Spencer Ackerman writes about al-Qaeda in the Arabian Peninsula's latest venture, which is apparently a print magazine:

The magazine itself has a hefty feature well, reports The Atlantic’s Marc Ambinder, consistent with what any ambitious editor would want to see in a rollout issue. Osama bin Laden himself offers his thoughts on “How to Save the World”: blow stuff up when people disagree with you about what’s Islamic! His deputy, Ayman al-Zawahiri shares his insights on what’s going down in Yemen. But the anchor is a message from Anwar al-Awlaki, the New Mexico-born preacher who’s become al-Qaeda’s biggest draw as an online propagandist. So much so that the Obama administration reserves unto itself the right to kill Awlaki, a U.S. citizen, without due process of law.

And then there are some promising front-of-the-book experiments. “What to Expect in Jihad” is self-explanatory. “The AQ Chef” gives you a step-by-step on “How To Make A Bomb In The Kitchen Of Your Mom.” And that threads the needle for the apparent purpose of launching Inspire: getting frustrated Muslim youth to buy into al-Qaeda’s holistic conspiracy theory that the crises of the modern era are attributable to a nefarious American/Jewish alliance against True Islam, and then giving them the tools to murder people.

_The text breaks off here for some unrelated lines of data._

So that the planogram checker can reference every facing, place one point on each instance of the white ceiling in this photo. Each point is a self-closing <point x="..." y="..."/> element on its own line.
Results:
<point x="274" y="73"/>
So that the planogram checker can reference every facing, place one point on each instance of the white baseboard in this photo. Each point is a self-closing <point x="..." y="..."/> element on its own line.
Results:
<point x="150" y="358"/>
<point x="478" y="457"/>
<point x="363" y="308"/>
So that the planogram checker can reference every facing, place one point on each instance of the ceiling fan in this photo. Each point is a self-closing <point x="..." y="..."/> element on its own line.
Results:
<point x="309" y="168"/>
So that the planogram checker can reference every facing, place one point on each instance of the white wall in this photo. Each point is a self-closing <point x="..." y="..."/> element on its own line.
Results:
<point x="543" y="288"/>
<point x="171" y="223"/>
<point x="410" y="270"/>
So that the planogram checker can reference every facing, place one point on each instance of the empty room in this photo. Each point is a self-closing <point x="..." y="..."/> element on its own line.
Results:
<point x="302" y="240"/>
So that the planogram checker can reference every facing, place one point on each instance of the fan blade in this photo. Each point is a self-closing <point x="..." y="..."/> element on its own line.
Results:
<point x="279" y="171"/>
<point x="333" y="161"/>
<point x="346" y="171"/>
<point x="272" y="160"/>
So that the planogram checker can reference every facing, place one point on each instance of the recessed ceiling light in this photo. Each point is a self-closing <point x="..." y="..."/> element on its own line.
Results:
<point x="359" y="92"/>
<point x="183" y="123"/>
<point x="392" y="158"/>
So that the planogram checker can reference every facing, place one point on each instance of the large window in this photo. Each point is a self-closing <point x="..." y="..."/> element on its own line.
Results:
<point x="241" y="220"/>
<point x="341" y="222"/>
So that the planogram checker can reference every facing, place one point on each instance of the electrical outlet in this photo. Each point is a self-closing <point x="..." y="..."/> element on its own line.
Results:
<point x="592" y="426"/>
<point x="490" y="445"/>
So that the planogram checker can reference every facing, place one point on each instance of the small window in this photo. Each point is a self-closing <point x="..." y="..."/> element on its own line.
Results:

Marc Lynch says it's not clear whether the magazine is legit, but if it is, I think the U.S. might have a big opportunity here. Osama bin Laden's stated goal was to lure America into various wars in order to "bleed America to the point of bankruptcy."

Sounds to me like making sure al-Qaeda continues to publish a print magazine is a chance to return the favor. Talk about your resource-sucking quagmires.